Equipping Politicians and Governments to

Work well in the 21st Century

 

Written Feb 2015, Updated 1 Mar 2015.

 

The period from 1994 to the present has seen the sudden emergence of a world that is radically different to the 19th and 20th Centuries.

Dr Mark Triffett, a senior lecture Melbourne School of for Government, Melbourne University writes of this period using the term ‘Radical Modernity’:

Transition to Radical Modernity has brought with it an intensifying pattern of deep dysfunction for the liberal order, highlighted by a series of financial and economic crises and escalating volatility within liberal markets, as well the deteriorating functionality and legitimacy of liberal democracies.
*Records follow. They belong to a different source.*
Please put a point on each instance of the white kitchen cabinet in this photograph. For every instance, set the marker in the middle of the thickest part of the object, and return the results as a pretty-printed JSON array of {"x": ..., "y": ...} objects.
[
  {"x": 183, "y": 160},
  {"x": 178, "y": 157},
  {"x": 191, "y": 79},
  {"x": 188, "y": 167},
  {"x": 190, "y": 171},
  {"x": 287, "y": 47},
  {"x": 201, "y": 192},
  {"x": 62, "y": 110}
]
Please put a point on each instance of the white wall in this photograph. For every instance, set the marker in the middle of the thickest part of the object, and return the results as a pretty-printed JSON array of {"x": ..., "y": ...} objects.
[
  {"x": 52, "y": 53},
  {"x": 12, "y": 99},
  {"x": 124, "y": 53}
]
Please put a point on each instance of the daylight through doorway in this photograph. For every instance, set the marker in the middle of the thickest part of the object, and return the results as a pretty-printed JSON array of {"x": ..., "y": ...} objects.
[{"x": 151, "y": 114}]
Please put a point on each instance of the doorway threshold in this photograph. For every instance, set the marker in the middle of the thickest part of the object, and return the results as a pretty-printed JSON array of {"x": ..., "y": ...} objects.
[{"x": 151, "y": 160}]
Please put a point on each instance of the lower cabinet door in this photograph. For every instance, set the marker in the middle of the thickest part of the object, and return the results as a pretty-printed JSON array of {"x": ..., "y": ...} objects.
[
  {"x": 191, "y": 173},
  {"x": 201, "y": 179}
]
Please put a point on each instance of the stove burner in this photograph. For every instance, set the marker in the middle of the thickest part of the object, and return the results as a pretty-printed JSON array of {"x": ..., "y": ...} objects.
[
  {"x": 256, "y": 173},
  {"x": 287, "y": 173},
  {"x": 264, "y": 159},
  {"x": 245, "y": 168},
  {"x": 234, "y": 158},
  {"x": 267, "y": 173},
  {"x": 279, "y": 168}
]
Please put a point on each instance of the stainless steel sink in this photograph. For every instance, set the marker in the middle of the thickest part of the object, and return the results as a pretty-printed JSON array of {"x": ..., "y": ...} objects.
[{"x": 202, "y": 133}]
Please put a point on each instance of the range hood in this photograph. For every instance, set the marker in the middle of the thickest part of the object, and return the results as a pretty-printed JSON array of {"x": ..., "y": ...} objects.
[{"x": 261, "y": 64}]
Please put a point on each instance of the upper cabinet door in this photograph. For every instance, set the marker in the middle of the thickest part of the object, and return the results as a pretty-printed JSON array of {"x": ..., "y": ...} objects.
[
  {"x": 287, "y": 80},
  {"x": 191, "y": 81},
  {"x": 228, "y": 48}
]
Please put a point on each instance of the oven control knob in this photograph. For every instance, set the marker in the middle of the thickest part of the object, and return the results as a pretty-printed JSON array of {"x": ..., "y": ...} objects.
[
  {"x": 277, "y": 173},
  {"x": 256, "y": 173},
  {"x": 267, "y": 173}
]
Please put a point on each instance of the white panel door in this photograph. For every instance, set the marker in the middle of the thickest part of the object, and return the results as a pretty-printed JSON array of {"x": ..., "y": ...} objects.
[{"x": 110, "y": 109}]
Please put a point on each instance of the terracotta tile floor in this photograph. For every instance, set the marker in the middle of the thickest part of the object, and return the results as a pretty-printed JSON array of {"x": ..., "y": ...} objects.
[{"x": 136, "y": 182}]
Pervasive features of Radical Modernity (1994-2015) are:

 

1.    A fast changing world created by:

 

a.    A combination of globalization

b.    The rapid rollout of the Internet, and

c.    Associated virtual information and communication technologies (ICT).

 

2.    Radical Modernity has also brought forward a deeply de-linear environment which political and economic systems, in general, find increasingly difficult to decipher, order, and predict.

 

3.    Linear assumptions and organizing principles get it wrong with large implications. The result is increasing unpredictability, disorder and crisis permeating society.

 

Governments at all levels in Australia and elsewhere still organize themselves on 19th Century assumptions. These 19th Century assumptions were stretched by Modernity and are failing under Radical Modernity. Politicians and commentators locked in these 19th Century assumptions have two standard responses:

 

1.    What has happened is an outlier or anomaly

2.    We need better leaders

Neither of these two responses addresses nor will ever resolve the issues raised by Radical Modernity.

 


Examples of assumptions:

 

 

19th Century Assumptions

 

 

21st Century

 

a.    Highly linear organizing principles

 

 

 

 

 

b.    Dividing the world into bits (sectors) and setting up sectors in poorly linked silos within Departments

 

 

 

c.    Change occurs slowly

 

 

 

d.    Using a manipulative form of knowing focused on predicting and controlling

 

 

 

 

 

 

 

 

 

 

 

 

 

e.    Assuming peoples actions are rational and based on reason

 

 

 

 

 

 

 

 

 

 

 

f.     Combine all of the above Assumptions in a Service Delivery Modal

 

 

 

 

 

 

 

 

 

 

 

 

 

 

 

a.    De-linear and non linear processes are pervasively present within Radical Modernity. We need processes that work well with de-linear and non-linear processes.

 

b.    Radical Modernity is a pervasively interlinked, interconnected, inter-dependent holistically integrated system of systems. We need processes that work well holistically.

 

c.    Changes can occur very fast. We need processes that can transform and react fast.

 

d.    Radical Modernity has inter-relating as an essential feature necessitating relational forms of knowing very different from manipulative forms of knowing (focused on predicting and controlling); many aspects in society are inherently unpredictable. We need people with the experience and capacity to use relational knowing and manipulative knowing and with capacities to go outside the square and relate well interculturally recognizing that people live in differing realities.

 

e.    Massive numbers of actions of consequence are made by computer algorithms (very fast trading). Much active happens in virtual reality. Much of human active is not based on rationality and reason. There are instances where rationality itself is ‘mad’ and reason is unreasonable (e.g. Panguna Mine in Bougainville and Bhopal). Much of politics, economics, institutionalized life and other aspects of Radical Modernity are beyond people’s capacity to use reason and comprehend.

 

f.     Large chunks of Life outside government combine the above Radical Modernity aspects. Community self-help and mutual-help ways that work have very different ways and modes to Service Delivery and are collapsed by service delivery. Legislators and regulators typical live in legal and regulatory realities divorced and remote from the realities of everyday life for people at large in radical modernity and yet presume to control what is outside their experience domain. Hence radical transforming is on the table.

 

 

 

In the 21st Century there is scope for government to evolve new assumptions better fitting to the realities of Radical Modernity.